Com isso, é possível desenvolver inteligência quanto aos critérios utilizados para selecionar as startups e repensar alguns aspectos do processo. Um exemplo é entender se há de fato correlação entre certos critérios restritivos e que reforçam um padrão, como a graduação em universidades de primeira linha, MBA no exterior, e a performance demonstrada pela startup.
“Dependendo dos resultados da análise, o agente pode, por exemplo, avaliar o potencial de execução do empreendedor por outros critérios que não incluam títulos ou formação acadêmica”.
2. Aumentar a diversidade racial na liderança e equipes dos agentes
A falta de diversidade no ecossistema que apoia essas startups está por trás do viés de seleção. O relatório mostra que 71% dos entrevistados — que incluíram fundos de de venture capital, fundos de investimento de impacto, investidores-anjo, aceleradoras, hubs de inovação, empresas com programa relacionados a startups e outras entidades do setor — não tinham negros em seus time de seleção e investimento
Aqui, mais que o discurso, é preciso metas para o aumento de diversidade racial nos agentes.

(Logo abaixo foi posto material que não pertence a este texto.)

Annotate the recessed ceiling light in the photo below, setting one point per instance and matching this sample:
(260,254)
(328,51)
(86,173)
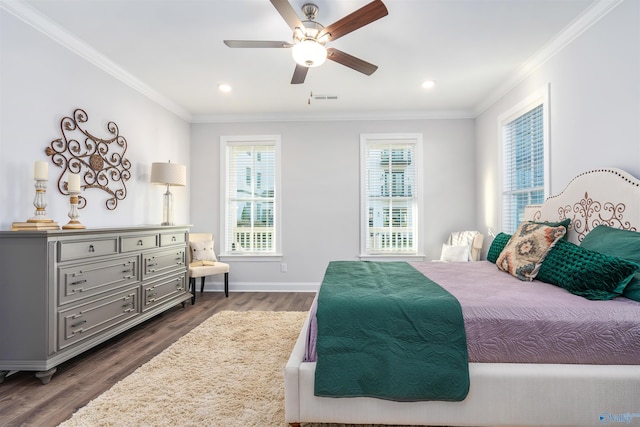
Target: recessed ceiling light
(224,87)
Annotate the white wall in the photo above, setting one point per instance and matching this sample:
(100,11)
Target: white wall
(40,83)
(594,107)
(320,190)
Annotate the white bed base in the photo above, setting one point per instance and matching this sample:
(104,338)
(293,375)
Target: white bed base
(503,394)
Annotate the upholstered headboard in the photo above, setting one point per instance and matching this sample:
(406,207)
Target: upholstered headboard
(603,196)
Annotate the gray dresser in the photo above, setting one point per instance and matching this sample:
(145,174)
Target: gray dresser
(63,292)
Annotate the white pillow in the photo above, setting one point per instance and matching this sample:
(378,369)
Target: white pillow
(454,253)
(202,251)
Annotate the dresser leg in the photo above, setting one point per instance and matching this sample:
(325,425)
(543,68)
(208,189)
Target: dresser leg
(45,376)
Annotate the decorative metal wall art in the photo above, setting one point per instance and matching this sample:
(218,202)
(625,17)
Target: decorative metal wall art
(99,162)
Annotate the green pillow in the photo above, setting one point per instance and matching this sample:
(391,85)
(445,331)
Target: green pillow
(620,243)
(587,273)
(498,244)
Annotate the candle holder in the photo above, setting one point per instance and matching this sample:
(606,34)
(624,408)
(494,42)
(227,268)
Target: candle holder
(39,221)
(73,223)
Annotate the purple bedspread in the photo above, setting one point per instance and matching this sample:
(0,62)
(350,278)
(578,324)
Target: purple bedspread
(510,321)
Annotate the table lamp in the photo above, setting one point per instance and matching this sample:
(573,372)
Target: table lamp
(168,174)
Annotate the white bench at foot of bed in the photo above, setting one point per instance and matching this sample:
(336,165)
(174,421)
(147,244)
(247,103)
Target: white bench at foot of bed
(501,394)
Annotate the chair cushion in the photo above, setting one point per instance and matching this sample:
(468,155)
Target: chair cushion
(208,270)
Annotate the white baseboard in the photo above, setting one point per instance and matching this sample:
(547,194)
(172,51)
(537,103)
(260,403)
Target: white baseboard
(261,287)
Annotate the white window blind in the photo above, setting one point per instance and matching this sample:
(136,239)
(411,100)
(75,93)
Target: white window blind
(250,195)
(390,169)
(523,175)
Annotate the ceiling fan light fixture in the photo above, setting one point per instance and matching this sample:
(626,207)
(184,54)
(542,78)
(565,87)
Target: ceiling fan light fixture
(309,53)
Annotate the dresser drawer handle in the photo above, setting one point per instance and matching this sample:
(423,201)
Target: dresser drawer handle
(75,325)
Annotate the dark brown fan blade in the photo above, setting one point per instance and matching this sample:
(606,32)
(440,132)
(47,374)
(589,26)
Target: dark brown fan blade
(361,17)
(288,13)
(256,43)
(299,74)
(351,61)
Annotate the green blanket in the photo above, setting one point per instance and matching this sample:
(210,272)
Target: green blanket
(387,331)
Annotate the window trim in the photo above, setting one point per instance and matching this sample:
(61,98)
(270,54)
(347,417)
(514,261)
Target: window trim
(366,139)
(230,140)
(539,97)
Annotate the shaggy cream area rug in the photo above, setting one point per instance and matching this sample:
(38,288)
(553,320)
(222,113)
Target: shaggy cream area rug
(228,371)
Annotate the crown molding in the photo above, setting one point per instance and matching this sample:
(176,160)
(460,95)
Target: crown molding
(38,21)
(334,116)
(34,18)
(594,13)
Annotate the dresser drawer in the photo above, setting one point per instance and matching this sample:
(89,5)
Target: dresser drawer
(163,262)
(82,322)
(161,291)
(169,239)
(85,280)
(79,249)
(137,243)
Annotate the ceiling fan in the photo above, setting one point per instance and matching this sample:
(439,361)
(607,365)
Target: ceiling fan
(309,37)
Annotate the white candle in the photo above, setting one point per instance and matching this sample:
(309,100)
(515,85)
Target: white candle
(73,185)
(41,170)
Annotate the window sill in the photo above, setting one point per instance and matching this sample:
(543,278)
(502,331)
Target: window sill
(251,258)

“É importante que a população negra esteja inserida em agentes como tomadores de decisão — e não apenas no contexto de comitês de diversidade apartados do dia a dia dos processos. Essas pessoas, além de trazerem o olhar sobre diversidade racial para o agente, vão facilitar a conexão com fundadores negros, tanto no momento de originação de oportunidades quanto de seleção.”
3. Originar oportunidades por canais não tradicionais
A recomendação é furar a bolha do universo de startups lideradas por homens brancos, buscando maneiras de acessar talentos negros que não seriam captados por processos tradicionais de seleção de startups para investir. Uma forma de fazer isso é criar parcerias com players que já executem soluções focadas em apoiar o empreendedor negro.
Expandir a busca por empresas para além do Sul e Sudeste também pode ser uma medida efetiva neste aspecto, já que a representatividade negra em startups é maior em outras regiões do Brasil.
4. Incentivar maior diversidade racial nos times de startups
Os agentes também devem exercer a influência que possuem em startups que já fazem parte de seu portfólio, mostrando que a diversidade é uma característica valorizada. É preciso “discutir a questão de forma frequente e disseminar boas práticas entre essas empresas, ajudando a fazer da diversidade racial um tema prioritário também para as startups”, aponta o documento.
5. Assumir papel ativo na correção da assimetria de informação sobre o ecossistema
Aumentar a difusão do conhecimento sobre como funciona o próprio ecossistema de startups entre empreendedores negros é outra ação vital para acabar com a desigualdade.
O relatório sugere medidas educativas, como criar mentorias dedicadas exclusivamente ao empreendedor negro, como também que agentes forneçam um feedback mais detalhado, no caso de resposta negativa para uma startup de fundadores negros.
6. Ser aliado de agentes que lutam pela diversidade racial no ecossistema
“Assumir a posição de aliado da causa negra, demonstrar intencionalidade e apresentar ações concretas visando a mudança também é uma forma de construir de maneira orgânica um pipeline mais diverso”, afirma o relatório, destacando a importância de dar voz a pessoas negras em pautas não relacionadas à diversidade.